Thursday, March 03, 2011

FROM THE TERRACE





From the Terrace, John O'Hara, Random House, 1958, 897 pp



 This was the longest book I had read in a while. It took me a week to get through and has such a sad ending that, at the moment of finishing the last page, I was so angry at John O'Hara I had to have a stiff whiskey before I went to sleep. So, reader, you are warned. If you think you know this story from seeing the 1960 film with Paul Newman and Joanne Woodward, you don't. The movie tells less than half of the story and has a happy ending.

  Alfred Eaton is the son of a father who never loved him or even barely noticed him. This is a book about the very wealthy and all of their social ways, a story of staunch Republicans from the late 1800s to early 1950s.
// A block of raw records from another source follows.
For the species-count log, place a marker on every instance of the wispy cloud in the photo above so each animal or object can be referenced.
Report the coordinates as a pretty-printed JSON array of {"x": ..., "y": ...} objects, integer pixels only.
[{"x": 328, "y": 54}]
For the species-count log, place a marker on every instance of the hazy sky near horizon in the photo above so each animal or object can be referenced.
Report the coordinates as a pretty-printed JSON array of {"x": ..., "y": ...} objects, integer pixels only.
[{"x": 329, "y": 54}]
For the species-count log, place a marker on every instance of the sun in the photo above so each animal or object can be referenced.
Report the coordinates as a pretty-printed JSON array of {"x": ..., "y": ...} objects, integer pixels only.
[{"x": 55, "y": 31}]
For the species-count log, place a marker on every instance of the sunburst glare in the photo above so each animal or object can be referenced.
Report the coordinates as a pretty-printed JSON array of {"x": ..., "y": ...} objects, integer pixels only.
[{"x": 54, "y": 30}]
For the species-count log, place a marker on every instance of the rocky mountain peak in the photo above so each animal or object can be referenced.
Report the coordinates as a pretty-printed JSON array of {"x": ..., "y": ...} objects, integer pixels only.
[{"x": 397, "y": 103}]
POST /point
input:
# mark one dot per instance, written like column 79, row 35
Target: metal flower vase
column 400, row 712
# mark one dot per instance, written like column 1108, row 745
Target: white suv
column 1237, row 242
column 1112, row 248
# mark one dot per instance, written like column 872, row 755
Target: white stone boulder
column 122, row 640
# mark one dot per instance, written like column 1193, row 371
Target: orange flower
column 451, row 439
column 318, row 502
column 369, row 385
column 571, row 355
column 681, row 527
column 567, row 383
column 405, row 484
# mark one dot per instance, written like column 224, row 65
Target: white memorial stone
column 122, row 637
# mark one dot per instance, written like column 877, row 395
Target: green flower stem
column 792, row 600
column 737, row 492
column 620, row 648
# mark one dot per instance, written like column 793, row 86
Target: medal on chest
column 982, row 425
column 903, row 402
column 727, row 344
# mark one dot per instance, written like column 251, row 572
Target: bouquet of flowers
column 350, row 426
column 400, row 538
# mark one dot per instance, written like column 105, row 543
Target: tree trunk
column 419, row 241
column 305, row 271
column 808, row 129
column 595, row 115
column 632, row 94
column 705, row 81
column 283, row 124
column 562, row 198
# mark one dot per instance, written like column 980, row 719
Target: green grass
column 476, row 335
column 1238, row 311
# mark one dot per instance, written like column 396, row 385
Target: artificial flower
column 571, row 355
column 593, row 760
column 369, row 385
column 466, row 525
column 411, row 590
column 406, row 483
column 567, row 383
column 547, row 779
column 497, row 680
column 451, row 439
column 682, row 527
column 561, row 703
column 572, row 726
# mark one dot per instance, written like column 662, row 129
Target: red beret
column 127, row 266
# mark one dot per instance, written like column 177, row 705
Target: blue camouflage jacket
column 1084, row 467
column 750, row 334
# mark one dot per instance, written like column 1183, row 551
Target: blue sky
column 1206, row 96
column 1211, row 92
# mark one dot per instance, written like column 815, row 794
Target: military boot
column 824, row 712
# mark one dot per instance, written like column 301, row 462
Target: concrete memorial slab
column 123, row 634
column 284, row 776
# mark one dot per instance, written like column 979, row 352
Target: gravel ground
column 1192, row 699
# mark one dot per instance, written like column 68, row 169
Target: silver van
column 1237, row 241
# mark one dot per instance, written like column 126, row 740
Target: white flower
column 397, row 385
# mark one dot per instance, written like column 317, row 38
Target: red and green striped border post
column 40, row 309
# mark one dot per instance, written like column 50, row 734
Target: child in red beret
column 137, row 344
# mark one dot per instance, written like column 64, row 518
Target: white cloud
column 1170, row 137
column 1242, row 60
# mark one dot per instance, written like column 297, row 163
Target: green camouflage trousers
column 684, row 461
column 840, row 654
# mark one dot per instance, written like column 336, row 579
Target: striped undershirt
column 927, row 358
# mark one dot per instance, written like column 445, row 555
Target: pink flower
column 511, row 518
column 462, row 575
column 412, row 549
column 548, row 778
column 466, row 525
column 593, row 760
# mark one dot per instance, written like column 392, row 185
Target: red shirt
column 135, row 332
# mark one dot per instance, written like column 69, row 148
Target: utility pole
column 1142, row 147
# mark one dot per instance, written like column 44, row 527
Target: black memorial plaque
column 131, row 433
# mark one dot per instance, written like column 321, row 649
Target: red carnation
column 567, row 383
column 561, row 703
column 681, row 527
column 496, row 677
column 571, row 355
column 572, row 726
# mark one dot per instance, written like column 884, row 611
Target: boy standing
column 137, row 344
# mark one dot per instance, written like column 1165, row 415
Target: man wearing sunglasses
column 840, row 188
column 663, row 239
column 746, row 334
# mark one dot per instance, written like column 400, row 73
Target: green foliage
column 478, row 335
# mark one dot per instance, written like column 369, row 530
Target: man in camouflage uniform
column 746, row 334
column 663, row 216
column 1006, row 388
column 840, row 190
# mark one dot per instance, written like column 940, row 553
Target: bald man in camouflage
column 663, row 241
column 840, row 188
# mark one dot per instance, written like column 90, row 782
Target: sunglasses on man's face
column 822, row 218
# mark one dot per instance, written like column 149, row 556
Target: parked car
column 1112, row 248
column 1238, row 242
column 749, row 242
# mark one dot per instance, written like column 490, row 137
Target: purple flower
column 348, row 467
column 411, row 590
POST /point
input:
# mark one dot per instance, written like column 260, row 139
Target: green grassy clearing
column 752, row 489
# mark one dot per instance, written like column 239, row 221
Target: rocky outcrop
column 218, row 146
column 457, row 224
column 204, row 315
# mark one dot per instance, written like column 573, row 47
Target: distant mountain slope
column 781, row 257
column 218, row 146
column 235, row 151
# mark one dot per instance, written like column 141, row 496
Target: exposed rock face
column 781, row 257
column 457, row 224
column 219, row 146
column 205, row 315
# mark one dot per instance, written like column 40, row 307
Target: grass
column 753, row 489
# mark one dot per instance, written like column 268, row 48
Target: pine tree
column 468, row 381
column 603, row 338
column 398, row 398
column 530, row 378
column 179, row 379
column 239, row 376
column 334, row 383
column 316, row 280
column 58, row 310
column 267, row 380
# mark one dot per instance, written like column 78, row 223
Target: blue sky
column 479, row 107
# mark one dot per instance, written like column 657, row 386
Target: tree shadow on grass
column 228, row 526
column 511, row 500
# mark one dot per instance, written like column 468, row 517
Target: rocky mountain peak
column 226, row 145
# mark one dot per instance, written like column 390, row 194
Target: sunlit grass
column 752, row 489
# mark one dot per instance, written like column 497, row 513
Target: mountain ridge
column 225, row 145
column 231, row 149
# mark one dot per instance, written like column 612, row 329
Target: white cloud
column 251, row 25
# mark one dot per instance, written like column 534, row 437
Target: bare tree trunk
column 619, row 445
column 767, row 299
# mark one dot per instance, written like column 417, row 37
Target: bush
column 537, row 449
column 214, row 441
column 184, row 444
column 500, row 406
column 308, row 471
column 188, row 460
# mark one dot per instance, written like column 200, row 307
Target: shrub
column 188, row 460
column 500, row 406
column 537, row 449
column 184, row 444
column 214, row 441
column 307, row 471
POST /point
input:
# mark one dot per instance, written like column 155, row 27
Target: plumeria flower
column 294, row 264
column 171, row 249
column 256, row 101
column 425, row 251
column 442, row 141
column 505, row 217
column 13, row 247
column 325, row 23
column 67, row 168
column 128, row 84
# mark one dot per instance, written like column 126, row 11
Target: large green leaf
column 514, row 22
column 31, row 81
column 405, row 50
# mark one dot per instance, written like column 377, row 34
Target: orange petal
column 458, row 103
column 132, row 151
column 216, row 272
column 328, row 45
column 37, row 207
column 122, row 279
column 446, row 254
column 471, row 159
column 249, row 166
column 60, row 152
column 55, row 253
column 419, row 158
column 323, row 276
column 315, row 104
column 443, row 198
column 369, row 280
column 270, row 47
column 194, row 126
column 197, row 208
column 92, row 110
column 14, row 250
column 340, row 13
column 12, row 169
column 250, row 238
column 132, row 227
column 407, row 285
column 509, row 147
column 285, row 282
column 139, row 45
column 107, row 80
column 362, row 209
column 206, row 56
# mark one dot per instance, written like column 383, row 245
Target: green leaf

These people are portrayed as hypocrites who give lip-service to morality and marriage but who screw each other literally and figuratively every chance they get.

 Alfred is made out to be a fellow who overcomes his difficulties and has a sense of uprightness and honor, but in the end is a victim of the world he lives in. He has deep flaws and hurts his wife, his children and his lover as much as his father hurt him. O'Hara has you hoping all along that Alfred will make a success of his life, so I was actually angry with myself because I fell for it even though his destiny was constantly foreshadowed throughout the book.

 If you ever get nostalgic for the "good old days" and feel our current world is going to hell in a hand basket, read From the Terrace. It was ever thus and it is a wonder that we still go on.


(From the Terrace is out of print. I found it at my local library. It is also available in paperback from used booksellers.)